Aristocrat shares ended the week up 1.9%, easily beating the S&P/ASX 200’s 0.3% gain. Volume hit 5.22 million. Light & Wonder, the close competitor, dropped 2.0% to A$128.34 on Friday. That points to a move driven by Aristocrat itself, not a sector-wide push.
Aristocrat said in a filing it bought 172,923 shares on June 18, paying A$9.29 million. Price range was A$53.35 to A$54.41. Cumulative repurchases now total about 23.87 million shares for A$1.34 billion. The on-market buyback has approval for as much as A$2.5 billion and is set to run until May 12, 2027.
That puts about A$1.16 billion of buyback room still unused, but “up to” doesn’t guarantee the whole sum goes out the door. Share buybacks cut the share count, which can lift earnings per share, and mean there’s a steady buyer in the market. But buybacks don’t guarantee support for the share price.
Capital return comes as the company reported stronger underlying numbers. Normalised NPATA climbed 16.3% at constant currency to A$794 million for the six months ended March. NPATA is profit after tax before amortisation of acquired intangible assets. Constant currency excludes exchange-rate moves. CEO Trevor Croker in May said, “We remain committed to our capital management strategy and our on-market share buy-back program.”

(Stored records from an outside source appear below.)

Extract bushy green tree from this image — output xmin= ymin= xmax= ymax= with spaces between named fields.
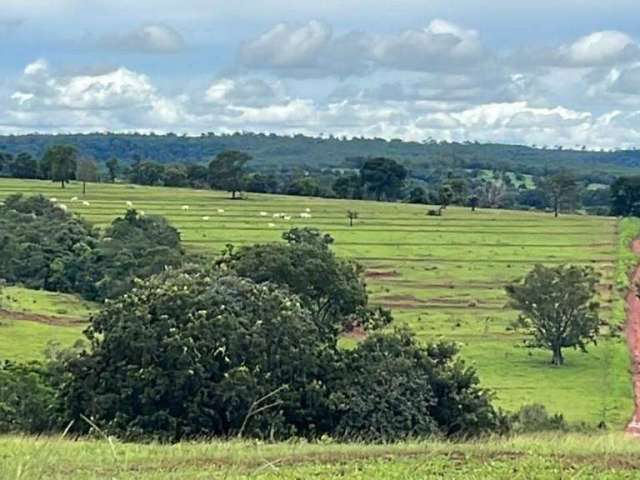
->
xmin=506 ymin=265 xmax=600 ymax=365
xmin=209 ymin=150 xmax=251 ymax=199
xmin=63 ymin=271 xmax=331 ymax=441
xmin=221 ymin=228 xmax=385 ymax=337
xmin=331 ymin=330 xmax=507 ymax=441
xmin=41 ymin=145 xmax=78 ymax=188
xmin=360 ymin=157 xmax=407 ymax=201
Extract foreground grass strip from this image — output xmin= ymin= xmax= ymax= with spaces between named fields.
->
xmin=0 ymin=434 xmax=640 ymax=480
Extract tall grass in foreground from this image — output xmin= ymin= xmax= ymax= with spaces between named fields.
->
xmin=0 ymin=433 xmax=640 ymax=480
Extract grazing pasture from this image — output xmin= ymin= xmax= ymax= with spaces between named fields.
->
xmin=0 ymin=179 xmax=637 ymax=428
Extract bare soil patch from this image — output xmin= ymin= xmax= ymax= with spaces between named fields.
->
xmin=0 ymin=308 xmax=87 ymax=327
xmin=626 ymin=239 xmax=640 ymax=436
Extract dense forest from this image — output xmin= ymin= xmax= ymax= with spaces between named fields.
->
xmin=0 ymin=133 xmax=640 ymax=175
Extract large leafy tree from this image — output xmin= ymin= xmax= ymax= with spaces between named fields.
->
xmin=8 ymin=152 xmax=39 ymax=178
xmin=209 ymin=150 xmax=251 ymax=199
xmin=542 ymin=170 xmax=578 ymax=217
xmin=41 ymin=145 xmax=78 ymax=188
xmin=506 ymin=265 xmax=600 ymax=365
xmin=360 ymin=157 xmax=407 ymax=201
xmin=221 ymin=228 xmax=390 ymax=338
xmin=330 ymin=330 xmax=505 ymax=441
xmin=63 ymin=270 xmax=332 ymax=441
xmin=105 ymin=157 xmax=120 ymax=183
xmin=611 ymin=176 xmax=640 ymax=217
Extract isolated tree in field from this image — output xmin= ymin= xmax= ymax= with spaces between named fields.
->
xmin=42 ymin=145 xmax=78 ymax=188
xmin=506 ymin=265 xmax=600 ymax=365
xmin=106 ymin=157 xmax=119 ymax=183
xmin=347 ymin=210 xmax=358 ymax=227
xmin=360 ymin=157 xmax=407 ymax=201
xmin=611 ymin=176 xmax=640 ymax=217
xmin=219 ymin=227 xmax=390 ymax=339
xmin=76 ymin=157 xmax=98 ymax=195
xmin=409 ymin=187 xmax=428 ymax=203
xmin=542 ymin=171 xmax=578 ymax=217
xmin=209 ymin=150 xmax=251 ymax=199
xmin=469 ymin=195 xmax=480 ymax=212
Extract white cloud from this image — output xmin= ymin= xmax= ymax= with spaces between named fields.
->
xmin=205 ymin=77 xmax=284 ymax=105
xmin=560 ymin=31 xmax=639 ymax=66
xmin=99 ymin=23 xmax=185 ymax=54
xmin=239 ymin=19 xmax=486 ymax=77
xmin=240 ymin=20 xmax=332 ymax=68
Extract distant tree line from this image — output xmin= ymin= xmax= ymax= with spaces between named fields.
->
xmin=0 ymin=145 xmax=614 ymax=214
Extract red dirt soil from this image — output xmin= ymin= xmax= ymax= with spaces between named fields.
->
xmin=0 ymin=308 xmax=87 ymax=327
xmin=626 ymin=239 xmax=640 ymax=436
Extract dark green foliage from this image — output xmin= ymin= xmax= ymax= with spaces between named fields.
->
xmin=0 ymin=195 xmax=98 ymax=292
xmin=64 ymin=271 xmax=332 ymax=441
xmin=0 ymin=361 xmax=58 ymax=434
xmin=222 ymin=228 xmax=380 ymax=338
xmin=408 ymin=187 xmax=429 ymax=203
xmin=360 ymin=157 xmax=407 ymax=201
xmin=209 ymin=150 xmax=251 ymax=198
xmin=94 ymin=210 xmax=184 ymax=299
xmin=129 ymin=160 xmax=165 ymax=185
xmin=511 ymin=404 xmax=569 ymax=433
xmin=0 ymin=195 xmax=184 ymax=300
xmin=542 ymin=170 xmax=578 ymax=217
xmin=506 ymin=265 xmax=600 ymax=365
xmin=40 ymin=145 xmax=78 ymax=188
xmin=331 ymin=331 xmax=504 ymax=441
xmin=611 ymin=176 xmax=640 ymax=217
xmin=105 ymin=157 xmax=120 ymax=183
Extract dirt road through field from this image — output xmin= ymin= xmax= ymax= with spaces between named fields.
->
xmin=626 ymin=239 xmax=640 ymax=436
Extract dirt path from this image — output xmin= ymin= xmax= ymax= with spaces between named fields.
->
xmin=0 ymin=308 xmax=87 ymax=327
xmin=626 ymin=239 xmax=640 ymax=436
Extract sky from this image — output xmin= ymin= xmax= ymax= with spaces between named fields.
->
xmin=0 ymin=0 xmax=640 ymax=149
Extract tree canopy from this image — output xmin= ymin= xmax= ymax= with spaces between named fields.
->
xmin=506 ymin=265 xmax=600 ymax=365
xmin=209 ymin=150 xmax=251 ymax=198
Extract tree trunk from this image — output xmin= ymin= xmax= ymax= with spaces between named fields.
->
xmin=551 ymin=347 xmax=564 ymax=366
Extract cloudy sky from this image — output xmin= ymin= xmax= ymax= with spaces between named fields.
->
xmin=0 ymin=0 xmax=640 ymax=148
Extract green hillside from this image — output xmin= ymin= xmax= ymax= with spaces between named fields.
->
xmin=0 ymin=179 xmax=635 ymax=428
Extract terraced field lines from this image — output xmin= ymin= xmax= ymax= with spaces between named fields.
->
xmin=0 ymin=179 xmax=633 ymax=426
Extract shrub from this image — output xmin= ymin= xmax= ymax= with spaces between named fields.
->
xmin=0 ymin=361 xmax=57 ymax=433
xmin=64 ymin=271 xmax=333 ymax=441
xmin=331 ymin=330 xmax=506 ymax=441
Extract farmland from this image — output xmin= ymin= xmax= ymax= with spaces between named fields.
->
xmin=0 ymin=180 xmax=635 ymax=428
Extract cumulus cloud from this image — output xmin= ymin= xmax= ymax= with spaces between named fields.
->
xmin=239 ymin=19 xmax=486 ymax=77
xmin=98 ymin=23 xmax=185 ymax=54
xmin=240 ymin=20 xmax=332 ymax=68
xmin=6 ymin=59 xmax=190 ymax=131
xmin=205 ymin=77 xmax=284 ymax=105
xmin=524 ymin=30 xmax=640 ymax=68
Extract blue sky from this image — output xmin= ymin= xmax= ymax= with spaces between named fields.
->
xmin=0 ymin=0 xmax=640 ymax=148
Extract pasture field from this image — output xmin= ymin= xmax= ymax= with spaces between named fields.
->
xmin=0 ymin=433 xmax=640 ymax=480
xmin=0 ymin=179 xmax=640 ymax=426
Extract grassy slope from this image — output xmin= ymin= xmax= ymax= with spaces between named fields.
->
xmin=0 ymin=180 xmax=635 ymax=427
xmin=0 ymin=434 xmax=640 ymax=480
xmin=0 ymin=287 xmax=97 ymax=361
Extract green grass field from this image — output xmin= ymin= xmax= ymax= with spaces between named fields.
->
xmin=0 ymin=433 xmax=640 ymax=480
xmin=0 ymin=179 xmax=640 ymax=428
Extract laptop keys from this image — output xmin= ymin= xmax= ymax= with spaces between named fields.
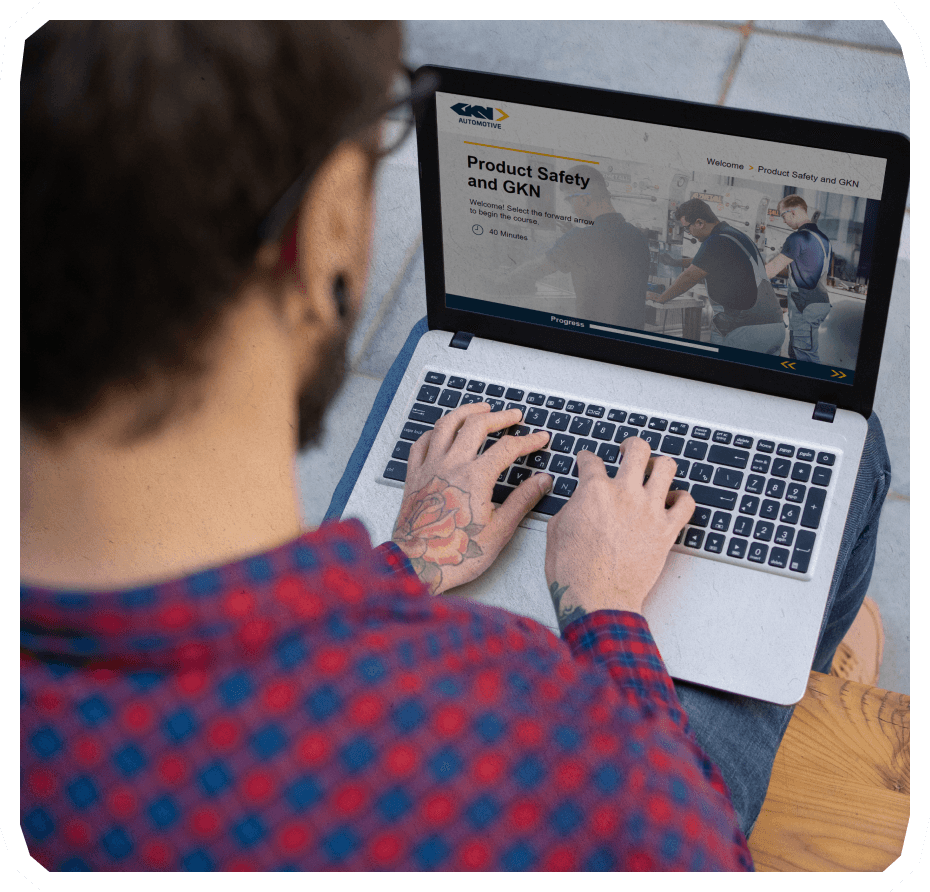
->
xmin=402 ymin=372 xmax=836 ymax=573
xmin=407 ymin=403 xmax=442 ymax=424
xmin=707 ymin=444 xmax=749 ymax=469
xmin=789 ymin=530 xmax=817 ymax=573
xmin=439 ymin=386 xmax=465 ymax=409
xmin=384 ymin=460 xmax=407 ymax=483
xmin=568 ymin=417 xmax=594 ymax=437
xmin=546 ymin=412 xmax=569 ymax=431
xmin=417 ymin=384 xmax=439 ymax=403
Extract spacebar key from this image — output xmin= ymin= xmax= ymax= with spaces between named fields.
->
xmin=530 ymin=495 xmax=568 ymax=514
xmin=691 ymin=483 xmax=737 ymax=511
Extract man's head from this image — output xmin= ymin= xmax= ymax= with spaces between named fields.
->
xmin=676 ymin=198 xmax=720 ymax=242
xmin=562 ymin=164 xmax=614 ymax=220
xmin=21 ymin=22 xmax=400 ymax=440
xmin=778 ymin=195 xmax=810 ymax=229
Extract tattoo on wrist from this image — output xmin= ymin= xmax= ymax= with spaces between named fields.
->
xmin=549 ymin=579 xmax=587 ymax=632
xmin=391 ymin=477 xmax=484 ymax=594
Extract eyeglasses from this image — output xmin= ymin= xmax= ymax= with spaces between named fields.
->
xmin=258 ymin=66 xmax=439 ymax=244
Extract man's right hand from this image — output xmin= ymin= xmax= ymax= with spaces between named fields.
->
xmin=546 ymin=437 xmax=694 ymax=629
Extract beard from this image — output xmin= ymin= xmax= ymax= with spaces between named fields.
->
xmin=297 ymin=324 xmax=352 ymax=452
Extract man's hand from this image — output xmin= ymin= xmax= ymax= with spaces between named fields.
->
xmin=546 ymin=437 xmax=694 ymax=629
xmin=391 ymin=403 xmax=552 ymax=594
xmin=653 ymin=263 xmax=707 ymax=304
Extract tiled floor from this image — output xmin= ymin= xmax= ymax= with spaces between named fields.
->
xmin=300 ymin=21 xmax=910 ymax=693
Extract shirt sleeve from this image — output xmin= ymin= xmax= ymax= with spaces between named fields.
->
xmin=562 ymin=610 xmax=753 ymax=870
xmin=780 ymin=232 xmax=801 ymax=260
xmin=562 ymin=610 xmax=687 ymax=730
xmin=691 ymin=239 xmax=715 ymax=272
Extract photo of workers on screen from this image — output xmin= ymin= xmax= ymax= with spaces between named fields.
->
xmin=464 ymin=159 xmax=879 ymax=369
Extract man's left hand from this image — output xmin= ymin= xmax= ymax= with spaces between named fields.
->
xmin=391 ymin=403 xmax=552 ymax=594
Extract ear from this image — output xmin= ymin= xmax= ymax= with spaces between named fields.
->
xmin=278 ymin=142 xmax=373 ymax=336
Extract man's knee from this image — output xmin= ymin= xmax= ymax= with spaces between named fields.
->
xmin=859 ymin=412 xmax=891 ymax=499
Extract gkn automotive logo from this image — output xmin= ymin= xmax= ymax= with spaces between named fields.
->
xmin=451 ymin=102 xmax=510 ymax=130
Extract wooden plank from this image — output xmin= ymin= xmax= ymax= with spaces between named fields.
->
xmin=749 ymin=672 xmax=910 ymax=871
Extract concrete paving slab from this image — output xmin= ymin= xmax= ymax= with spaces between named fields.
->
xmin=297 ymin=374 xmax=381 ymax=528
xmin=355 ymin=248 xmax=426 ymax=378
xmin=349 ymin=134 xmax=423 ymax=365
xmin=726 ymin=34 xmax=910 ymax=134
xmin=874 ymin=258 xmax=911 ymax=502
xmin=753 ymin=19 xmax=901 ymax=52
xmin=406 ymin=21 xmax=739 ymax=102
xmin=869 ymin=496 xmax=911 ymax=694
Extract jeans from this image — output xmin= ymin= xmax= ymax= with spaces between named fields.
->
xmin=675 ymin=414 xmax=891 ymax=837
xmin=788 ymin=291 xmax=830 ymax=362
xmin=710 ymin=304 xmax=785 ymax=356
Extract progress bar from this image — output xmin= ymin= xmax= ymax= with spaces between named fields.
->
xmin=588 ymin=322 xmax=720 ymax=353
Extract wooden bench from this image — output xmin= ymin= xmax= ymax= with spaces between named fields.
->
xmin=749 ymin=672 xmax=910 ymax=871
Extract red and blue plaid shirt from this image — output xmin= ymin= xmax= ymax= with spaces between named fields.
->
xmin=21 ymin=521 xmax=752 ymax=871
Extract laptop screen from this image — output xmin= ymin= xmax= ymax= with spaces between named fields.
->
xmin=436 ymin=92 xmax=886 ymax=385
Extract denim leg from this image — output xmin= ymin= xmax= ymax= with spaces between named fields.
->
xmin=788 ymin=291 xmax=830 ymax=362
xmin=675 ymin=414 xmax=891 ymax=837
xmin=721 ymin=322 xmax=785 ymax=356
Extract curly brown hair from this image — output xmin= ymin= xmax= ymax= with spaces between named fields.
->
xmin=20 ymin=22 xmax=400 ymax=435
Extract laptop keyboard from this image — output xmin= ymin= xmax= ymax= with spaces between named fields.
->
xmin=383 ymin=371 xmax=836 ymax=574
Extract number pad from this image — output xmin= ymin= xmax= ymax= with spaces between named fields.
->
xmin=785 ymin=483 xmax=807 ymax=502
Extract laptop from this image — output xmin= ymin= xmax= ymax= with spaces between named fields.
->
xmin=342 ymin=66 xmax=909 ymax=704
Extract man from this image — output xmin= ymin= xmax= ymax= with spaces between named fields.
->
xmin=496 ymin=164 xmax=649 ymax=329
xmin=21 ymin=22 xmax=884 ymax=870
xmin=656 ymin=198 xmax=785 ymax=355
xmin=765 ymin=195 xmax=831 ymax=362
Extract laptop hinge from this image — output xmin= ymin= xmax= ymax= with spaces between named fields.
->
xmin=813 ymin=403 xmax=836 ymax=424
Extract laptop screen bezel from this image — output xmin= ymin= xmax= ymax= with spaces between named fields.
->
xmin=416 ymin=66 xmax=910 ymax=417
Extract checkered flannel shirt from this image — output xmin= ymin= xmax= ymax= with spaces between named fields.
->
xmin=21 ymin=521 xmax=752 ymax=871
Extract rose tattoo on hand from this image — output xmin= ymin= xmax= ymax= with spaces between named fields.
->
xmin=391 ymin=477 xmax=484 ymax=594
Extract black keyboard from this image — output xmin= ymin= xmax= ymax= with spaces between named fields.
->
xmin=383 ymin=371 xmax=837 ymax=574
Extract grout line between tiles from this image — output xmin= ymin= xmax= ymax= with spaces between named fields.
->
xmin=717 ymin=20 xmax=753 ymax=105
xmin=679 ymin=19 xmax=904 ymax=57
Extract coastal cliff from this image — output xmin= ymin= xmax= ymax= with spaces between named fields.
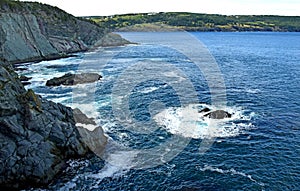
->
xmin=0 ymin=0 xmax=128 ymax=63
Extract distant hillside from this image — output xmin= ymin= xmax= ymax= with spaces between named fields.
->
xmin=0 ymin=0 xmax=126 ymax=63
xmin=85 ymin=12 xmax=300 ymax=32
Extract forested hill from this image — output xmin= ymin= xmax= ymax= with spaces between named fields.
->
xmin=85 ymin=12 xmax=300 ymax=32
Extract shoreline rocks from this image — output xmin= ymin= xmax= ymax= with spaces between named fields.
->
xmin=46 ymin=73 xmax=102 ymax=86
xmin=199 ymin=107 xmax=232 ymax=119
xmin=0 ymin=63 xmax=106 ymax=190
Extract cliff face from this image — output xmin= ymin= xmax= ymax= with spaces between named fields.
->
xmin=0 ymin=0 xmax=128 ymax=63
xmin=0 ymin=64 xmax=89 ymax=188
xmin=0 ymin=0 xmax=106 ymax=190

Aristocrat Gaming said Thursday that its NFL Super Grand Champions slot game has gone live on North American casino floors, with expansion across the U.S. now underway. “A completely new take on our NFL-licensed slot games,” Gaming CEO Craig Toner said. Aristocrat Gaming
The buyback leaves execution risk on the table. Aristocrat Interactive’s first-half profit dropped 10.6% to US$64.3 million and its margin shrank to 27.9% from 33.2%. Core Gaming division margin also moved down a point to 54.2%. Longer digital payback or weaker land-based margins could cut into any lift from the repurchase.
Traders will see Monday if Friday’s outperformance sticks once regular trading kicks in. May consumer-price figures land Wednesday at 11:30 AEST and could move the outlook for Australian rates. Aristocrat’s next up is its July 1 investor briefing, with a 50-cent interim dividend set to be paid on the same day.